Histoire ecclésiastique - Eusèbe de Césarée

LIVRE VIII

[1] Nous avons exposé en sept livres entiers la succession des apôtres ; dans ce huitième livre, nous avons pensé que les événements qui nous furent contemporains sont dignes d'être décrits d'une façon spéciale et que c'était une chose tout à fait indispensable de les transmettre à la connaissance de ceux qui viendront après nous. Aussi bien notre récit commencera à partir de là.

CHAPITRE I
CE QUI PRÉCÉDA LA PERSÉCUTION DE NOTRE TEMPS

[1] Quelle et combien grande, avant la persécution de nos jours, fut la considération et la liberté dont jouissait auprès de tous les hommes grecs et barbares la doctrine de la religion du Dieu de l'univers annoncée au monde par le Christ, il serait au-dessus de nos forces de le raconter dignement. [2] On en peut voir la preuve dans les actes de bienveillance des princes envers les nôtres ; ils leur confiaient même le gouvernement des peuples, ils les exemptaient de l'obligation angoissante de sacrifier, à cause de la grande inclination qu'ils gardaient eux-mêmes pour notre croyance. [3] Que dire de ceux qui étaient dans les palais impériaux, et par-dessus tout, des princes eux-mêmes ? Ceux-ci laissaient à leurs familiers, en leur présence, en ce qui concerne la divinité, une liberté entière de parole et de conduite ; il en était de même pour les épouses, les enfants et les serviteurs ; ils leur permettaient presque de se vanter de la liberté de leur foi ; c'était d'une façon extraordinaire et plus que les autres officiers qu'ils les avaient en faveur. [4] Tel ce Dorothée qui leur était plus dévoué et plus fidèle que tous et, à cause de cela, plus singulièrement honoré que ceux qui étaient dans des charges et des gouvernements ; et avec lui, le célèbre Gorgonius et tant d'autres qui étaient pareillement jugés dignes par les princes de la même distinction à cause de la doctrine de Dieu. [5] Il fallait voir de quel accueil les chefs de chaque église étaient l'objet de la part de tous les procurateurs et gouverneurs. D'autre part, comment décrire ces innombrables entrées de gens dans l'Église, les foules dans les assemblées de chaque ville et les remarquables concours de la multitude dans les maisons de prières ? Aussi bien, à cause de cela, on ne se contentait désormais plus des édifices d'autrefois, et dans chaque ville on faisait sortir du sol de vastes et larges églises. [6] Aucune haine n'empêchait tout cela d'avancer avec le temps, et d'ajouter chaque jour un progrès et un accroissement ; aucun démon dans sa malice n'était capable de le conjurer par un sort, ni de l'empêcher par les machinations des hommes, tellement la main de Dieu du haut du ciel couvrait et gardait son peuple ; celui-ci du reste en était digne.

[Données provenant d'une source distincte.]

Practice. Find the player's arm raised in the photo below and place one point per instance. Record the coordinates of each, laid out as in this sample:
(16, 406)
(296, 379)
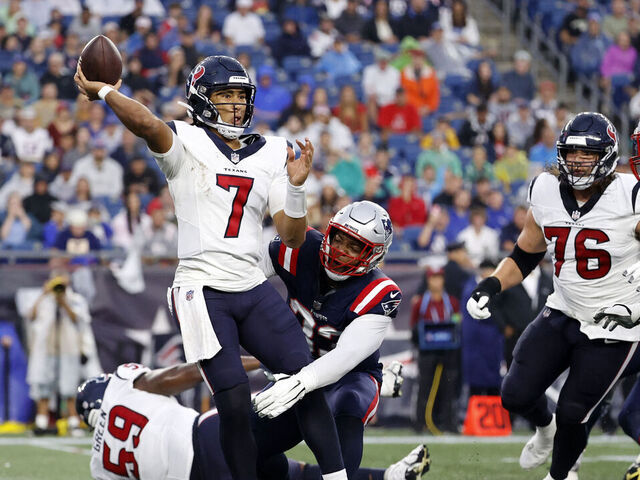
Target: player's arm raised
(528, 252)
(291, 223)
(133, 115)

[7] Cependant, comme il arrive dans la plénitude de la liberté, les choses parmi nous tournèrent à la mollesse et à la nonchalance ; nous nous jalousions les uns les autres, nous nous lancions de grossières injures, et il s'en fallait peu que nous nous fissions la guerre les uns aux autres, quand cela se trouvait, avec les armes et les traits que sont les paroles ; les chefs déchiraient les chefs, les peuples divisés se soulevaient contre les peuples ; l'hypocrisie maudite et la dissimulation montaient au plus haut degré de malice. Alors le jugement de Dieu, ainsi qu'il aime à le faire, agissait avec ménagement et les assemblées se réunissaient encore ; il exerçait sa charge avec douceur et modération ; ce fut par les frères de l'armée que commença la persécution. [8] Comme des gens insensibles nous ne mettions aucun empressement à faire en sorte de rendre la divinité bienveillante et miséricordieuse ; semblables à des athées qui pensent que ce qui nous concerne n'est pas l'objet d'une vigilance et d'une surveillance, nous entassions les fautes les unes sur les autres. Ceux qui paraissaient nos pasteurs, dédaignant la règle de la religion, se laissaient enflammer les uns contre les autres par les jalousies ; ils ne faisaient uniquement progresser que les disputes, les menaces, la rivalité, l'inimitié et la haine réciproques ; ils revendiquaient avec ardeur les objets de leur ambition comme on fait pour des tyrannies, et cela justement alors que suivant la parole de Jérémie : « Le Seigneur étendit les ténèbres de sa colère sur la fille de Sion et rejeta du ciel la gloire d'Israël, il ne se souvint plus de son marchepied au jour de sa colère ; mais il noya toute la beauté d'Israël et détruisit tous ses retranchements ». [9] Et selon ce qui est prophétisé dans les Psaumes : « Il a détruit le testament de son serviteur et il a jeté bas son sanctuaire » par la ruine des églises, « il a renversé tous ses retranchements, il a rempli de frayeur ses forteresses, tous ceux qui passaient dans le chemin ont pillé les multitudes de son peuple, et il est devenu en outre la honte de ses voisins. Car le Seigneur a exalté la main de ses ennemis, il a détourné le secours de son glaive, il ne l'a point aidé dans la guerre, mais il l'a dépouillé de sa pureté, il a brisé son trône sur la terre, il a abrogé les jours de son temps et surtout il l'a arrosé de honte. »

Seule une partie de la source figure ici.